Ольга опять зевнула и засмеялась. Она тесно прижалась ко мне.

— Милый, скажи, почему мы с тобой так вдруг сроднились?

— Не знаю, — задумался я. — Нет, знаю.

— Почему?

— Потому что мы нашли друг друга.

— Нашли?

— Ты жила сама по себе, я жил сам по себе. Случай нас свел, и оказалось, что ты именно такая, какая нужна мне, а я такой, какой нужен тебе.
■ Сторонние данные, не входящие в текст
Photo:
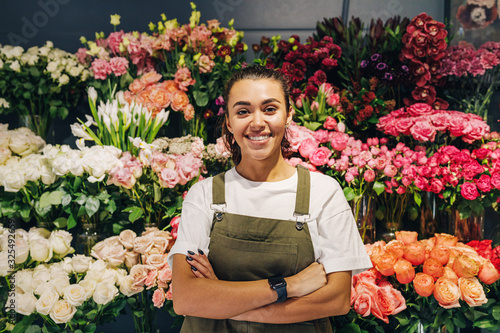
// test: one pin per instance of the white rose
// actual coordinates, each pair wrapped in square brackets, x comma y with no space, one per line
[25,303]
[89,286]
[64,79]
[75,294]
[62,312]
[104,293]
[4,263]
[40,250]
[60,240]
[35,232]
[24,280]
[127,286]
[22,250]
[46,302]
[59,283]
[15,66]
[81,263]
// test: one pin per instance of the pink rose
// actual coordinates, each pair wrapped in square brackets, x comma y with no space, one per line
[320,156]
[469,191]
[158,297]
[101,69]
[420,109]
[423,130]
[307,147]
[330,123]
[339,140]
[119,65]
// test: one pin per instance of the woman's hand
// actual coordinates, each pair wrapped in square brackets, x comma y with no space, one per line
[200,266]
[306,281]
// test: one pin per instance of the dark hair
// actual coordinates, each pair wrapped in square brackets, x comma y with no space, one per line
[254,73]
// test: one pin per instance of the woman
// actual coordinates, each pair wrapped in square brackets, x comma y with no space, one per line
[277,261]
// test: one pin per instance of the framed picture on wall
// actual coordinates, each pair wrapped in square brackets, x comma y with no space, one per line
[475,21]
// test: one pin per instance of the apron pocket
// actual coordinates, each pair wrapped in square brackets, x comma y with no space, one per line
[243,260]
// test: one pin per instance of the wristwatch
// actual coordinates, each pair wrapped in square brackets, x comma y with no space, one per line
[278,283]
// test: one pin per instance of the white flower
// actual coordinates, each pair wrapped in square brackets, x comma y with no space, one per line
[104,293]
[62,312]
[15,66]
[47,300]
[25,303]
[40,250]
[3,103]
[75,294]
[60,241]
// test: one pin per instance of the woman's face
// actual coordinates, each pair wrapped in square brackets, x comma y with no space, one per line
[257,117]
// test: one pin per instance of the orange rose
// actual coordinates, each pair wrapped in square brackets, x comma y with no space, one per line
[136,86]
[150,78]
[414,253]
[385,263]
[180,100]
[472,292]
[445,239]
[488,273]
[447,293]
[395,246]
[405,272]
[441,253]
[433,268]
[407,237]
[423,284]
[450,274]
[464,266]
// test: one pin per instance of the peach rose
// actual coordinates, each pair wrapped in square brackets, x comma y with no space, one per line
[447,293]
[405,272]
[472,292]
[488,273]
[385,263]
[446,239]
[407,237]
[465,267]
[395,246]
[415,253]
[433,267]
[180,100]
[450,274]
[441,253]
[423,284]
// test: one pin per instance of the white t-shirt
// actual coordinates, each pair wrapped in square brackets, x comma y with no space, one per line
[334,234]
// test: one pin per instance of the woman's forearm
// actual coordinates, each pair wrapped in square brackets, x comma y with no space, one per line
[331,300]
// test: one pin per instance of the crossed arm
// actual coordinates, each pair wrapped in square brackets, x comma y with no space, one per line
[312,294]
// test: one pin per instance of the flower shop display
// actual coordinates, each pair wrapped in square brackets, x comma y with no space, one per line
[39,84]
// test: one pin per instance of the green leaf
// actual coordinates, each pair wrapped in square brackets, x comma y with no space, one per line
[61,222]
[92,206]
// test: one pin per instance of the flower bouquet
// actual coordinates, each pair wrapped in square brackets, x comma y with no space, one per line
[39,84]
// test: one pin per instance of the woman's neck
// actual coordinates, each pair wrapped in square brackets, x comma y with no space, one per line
[264,171]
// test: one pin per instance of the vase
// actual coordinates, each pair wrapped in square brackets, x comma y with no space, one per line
[363,210]
[471,228]
[88,237]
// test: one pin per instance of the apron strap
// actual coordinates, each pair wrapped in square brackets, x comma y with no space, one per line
[218,190]
[303,191]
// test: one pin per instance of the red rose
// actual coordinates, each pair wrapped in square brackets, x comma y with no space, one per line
[469,191]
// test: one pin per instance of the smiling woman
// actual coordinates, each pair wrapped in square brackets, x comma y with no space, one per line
[253,251]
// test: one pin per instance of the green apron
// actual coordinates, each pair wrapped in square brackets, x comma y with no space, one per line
[246,248]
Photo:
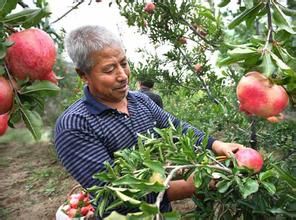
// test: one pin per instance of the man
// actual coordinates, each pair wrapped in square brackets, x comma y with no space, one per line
[109,116]
[146,86]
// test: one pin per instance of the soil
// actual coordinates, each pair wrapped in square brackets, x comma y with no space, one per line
[34,184]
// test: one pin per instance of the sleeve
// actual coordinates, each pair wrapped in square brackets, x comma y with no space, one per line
[81,152]
[162,118]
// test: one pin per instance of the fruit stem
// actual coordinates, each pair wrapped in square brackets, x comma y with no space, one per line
[13,87]
[253,141]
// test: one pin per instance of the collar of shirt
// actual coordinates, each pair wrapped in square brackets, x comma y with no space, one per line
[96,107]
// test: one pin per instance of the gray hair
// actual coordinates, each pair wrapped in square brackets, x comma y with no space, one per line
[83,41]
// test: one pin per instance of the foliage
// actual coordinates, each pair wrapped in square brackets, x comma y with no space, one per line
[235,193]
[30,97]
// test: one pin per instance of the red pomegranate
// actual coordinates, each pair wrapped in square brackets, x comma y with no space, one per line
[6,95]
[149,7]
[258,96]
[32,55]
[249,158]
[3,123]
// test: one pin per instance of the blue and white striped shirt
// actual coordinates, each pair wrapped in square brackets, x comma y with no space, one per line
[89,132]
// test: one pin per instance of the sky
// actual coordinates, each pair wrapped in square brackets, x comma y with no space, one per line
[100,14]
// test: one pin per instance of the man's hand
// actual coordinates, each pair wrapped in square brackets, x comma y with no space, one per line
[222,148]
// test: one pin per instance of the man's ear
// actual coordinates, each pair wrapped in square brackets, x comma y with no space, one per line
[81,74]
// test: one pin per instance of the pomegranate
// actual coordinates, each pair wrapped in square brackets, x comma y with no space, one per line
[3,123]
[149,7]
[52,77]
[258,96]
[6,95]
[198,68]
[249,158]
[32,55]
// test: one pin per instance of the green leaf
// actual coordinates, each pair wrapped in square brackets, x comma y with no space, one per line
[6,6]
[223,186]
[280,63]
[33,122]
[252,12]
[284,175]
[249,187]
[287,11]
[279,17]
[197,179]
[267,64]
[242,52]
[26,18]
[265,175]
[270,187]
[155,166]
[149,208]
[172,215]
[283,212]
[126,198]
[43,87]
[115,216]
[121,189]
[223,3]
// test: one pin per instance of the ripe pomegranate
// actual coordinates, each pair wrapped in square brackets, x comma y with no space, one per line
[3,123]
[32,55]
[149,7]
[52,77]
[249,158]
[257,95]
[182,40]
[6,95]
[198,68]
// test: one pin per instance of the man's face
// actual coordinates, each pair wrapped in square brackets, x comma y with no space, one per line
[108,80]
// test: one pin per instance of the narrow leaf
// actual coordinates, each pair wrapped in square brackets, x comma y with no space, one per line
[249,187]
[252,12]
[284,175]
[155,166]
[6,6]
[33,122]
[223,3]
[40,86]
[223,186]
[126,198]
[270,187]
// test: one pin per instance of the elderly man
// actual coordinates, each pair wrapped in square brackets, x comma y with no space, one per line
[109,116]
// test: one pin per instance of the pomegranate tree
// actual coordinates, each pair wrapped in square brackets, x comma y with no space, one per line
[149,7]
[249,158]
[6,95]
[32,55]
[3,123]
[259,96]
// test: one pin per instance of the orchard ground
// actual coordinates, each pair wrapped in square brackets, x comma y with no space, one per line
[33,182]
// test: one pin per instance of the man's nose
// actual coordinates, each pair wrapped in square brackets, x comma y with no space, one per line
[121,74]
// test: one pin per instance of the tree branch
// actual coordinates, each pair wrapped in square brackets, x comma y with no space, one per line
[74,7]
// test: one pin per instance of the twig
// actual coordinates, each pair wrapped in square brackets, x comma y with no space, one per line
[201,80]
[74,7]
[24,5]
[197,33]
[172,173]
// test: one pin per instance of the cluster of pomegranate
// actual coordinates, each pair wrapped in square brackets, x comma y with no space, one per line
[32,56]
[249,158]
[258,96]
[78,205]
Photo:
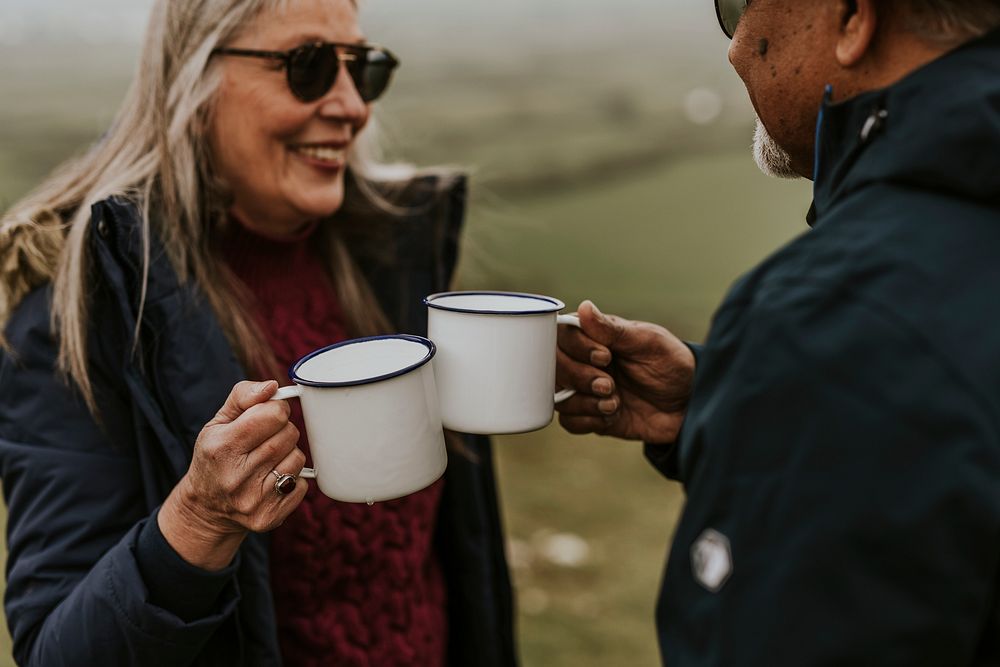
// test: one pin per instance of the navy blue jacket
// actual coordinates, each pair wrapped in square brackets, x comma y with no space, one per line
[841,451]
[79,493]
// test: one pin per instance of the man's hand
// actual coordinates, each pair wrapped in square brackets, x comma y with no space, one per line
[633,379]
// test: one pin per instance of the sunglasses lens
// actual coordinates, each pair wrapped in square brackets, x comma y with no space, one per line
[730,13]
[312,70]
[373,74]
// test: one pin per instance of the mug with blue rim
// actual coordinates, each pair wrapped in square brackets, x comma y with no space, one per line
[371,414]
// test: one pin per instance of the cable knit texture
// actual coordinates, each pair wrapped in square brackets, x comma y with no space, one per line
[354,586]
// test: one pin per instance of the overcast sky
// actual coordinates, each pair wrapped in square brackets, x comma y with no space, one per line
[103,21]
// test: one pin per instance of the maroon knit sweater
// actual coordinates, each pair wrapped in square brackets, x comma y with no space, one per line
[353,585]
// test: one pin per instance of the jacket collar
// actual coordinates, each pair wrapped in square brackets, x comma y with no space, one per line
[937,129]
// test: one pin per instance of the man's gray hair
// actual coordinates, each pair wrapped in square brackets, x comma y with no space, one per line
[951,20]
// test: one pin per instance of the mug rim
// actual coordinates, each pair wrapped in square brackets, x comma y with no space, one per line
[556,304]
[431,351]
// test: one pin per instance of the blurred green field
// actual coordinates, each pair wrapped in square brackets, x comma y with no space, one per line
[598,188]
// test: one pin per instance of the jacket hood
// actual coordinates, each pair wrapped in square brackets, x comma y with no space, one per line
[937,129]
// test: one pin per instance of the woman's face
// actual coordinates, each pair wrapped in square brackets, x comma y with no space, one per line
[282,158]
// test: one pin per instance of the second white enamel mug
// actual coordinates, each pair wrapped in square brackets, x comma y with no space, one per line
[371,413]
[495,368]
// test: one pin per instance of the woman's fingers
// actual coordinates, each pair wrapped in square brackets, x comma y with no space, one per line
[243,396]
[273,450]
[275,507]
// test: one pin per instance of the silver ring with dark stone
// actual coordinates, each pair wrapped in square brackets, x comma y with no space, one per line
[284,483]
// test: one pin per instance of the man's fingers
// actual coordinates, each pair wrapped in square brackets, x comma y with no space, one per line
[582,377]
[581,347]
[580,405]
[604,329]
[244,396]
[581,425]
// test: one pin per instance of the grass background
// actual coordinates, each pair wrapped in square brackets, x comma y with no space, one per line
[598,173]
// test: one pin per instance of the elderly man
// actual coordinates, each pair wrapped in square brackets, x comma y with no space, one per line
[841,425]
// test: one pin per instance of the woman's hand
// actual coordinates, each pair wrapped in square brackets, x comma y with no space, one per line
[229,489]
[633,379]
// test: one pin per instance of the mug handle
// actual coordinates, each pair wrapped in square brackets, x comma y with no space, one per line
[283,394]
[573,321]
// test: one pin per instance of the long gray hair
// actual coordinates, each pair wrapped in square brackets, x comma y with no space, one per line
[157,154]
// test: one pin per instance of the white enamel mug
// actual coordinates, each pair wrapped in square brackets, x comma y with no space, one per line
[371,413]
[496,364]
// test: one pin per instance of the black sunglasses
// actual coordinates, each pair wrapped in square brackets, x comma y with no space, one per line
[311,69]
[730,12]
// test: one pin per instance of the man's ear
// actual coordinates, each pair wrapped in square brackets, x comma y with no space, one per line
[858,25]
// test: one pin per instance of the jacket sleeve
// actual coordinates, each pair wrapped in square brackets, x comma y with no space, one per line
[845,505]
[75,591]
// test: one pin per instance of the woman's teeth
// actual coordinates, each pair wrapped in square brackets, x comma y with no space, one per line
[324,153]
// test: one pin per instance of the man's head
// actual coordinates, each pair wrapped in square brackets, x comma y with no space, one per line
[787,52]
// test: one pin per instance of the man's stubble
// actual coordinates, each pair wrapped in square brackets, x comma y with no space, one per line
[771,158]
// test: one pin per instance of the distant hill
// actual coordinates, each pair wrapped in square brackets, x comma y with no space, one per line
[429,24]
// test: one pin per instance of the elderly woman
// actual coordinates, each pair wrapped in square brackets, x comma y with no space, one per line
[224,226]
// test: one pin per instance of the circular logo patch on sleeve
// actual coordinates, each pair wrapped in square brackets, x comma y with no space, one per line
[712,560]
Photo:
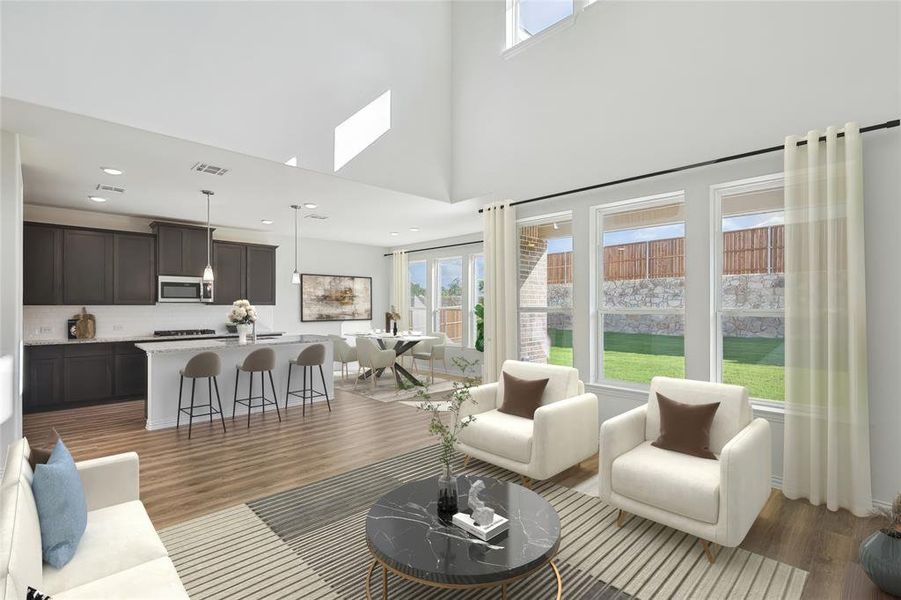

— Нет, это вовсе не случай, — сказал я, подумав, — мы встретились в годину бедствий. Катастрофа свела нас и помогла нам по-настоящему узнать друг друга. В страданиях и борьбе мы полнее, до самой глубины раскрылись друг перед другом. Как раскрываются друг перед другом люди в бою. Знать человека, когда плечом к плечу идешь с ним в бой, — это самое главное.

— Ты еще не знаешь меня в бою, — грустно сказала Ольга.

Она стала вдруг тверда и холодна. Я понял, что она вспомнила наши сегодняшние страдания, наши страдания вчера и позавчера, — настороженность, сомнения и недоверие.

Мы слезли с подоконника и снова уселись на наши стулья. Головы мы положили на вытянутые руки.

— Фашизм надо убить, — глухо сказала Ольга. — Он мешает жить, он превращает человека в нравственного урода. Надо не только разрушить и победить военную машину фашизма и не только уничтожить Фогельзингеров, которые, высокопарно отрицая фашистские теории, осуществляют практику фашизма. Надо, чтобы не осталось ни единого, даже слабого зерна фашизма. Чтобы ни в одной человеческой душе не осталось жалости к разбитому, поверженному фашисту. Надо, чтобы люди не дали пройти фашизму.

— Советские люди не дали ему пройти, — сказал я.

— Не дали.

Мы долго молчали.

— О чем ты думаешь? — спросил я Ольгу.

Ольга ответила сразу:

— О том, что мы с тобой прежде всего советские люди, а потом уже все остальное.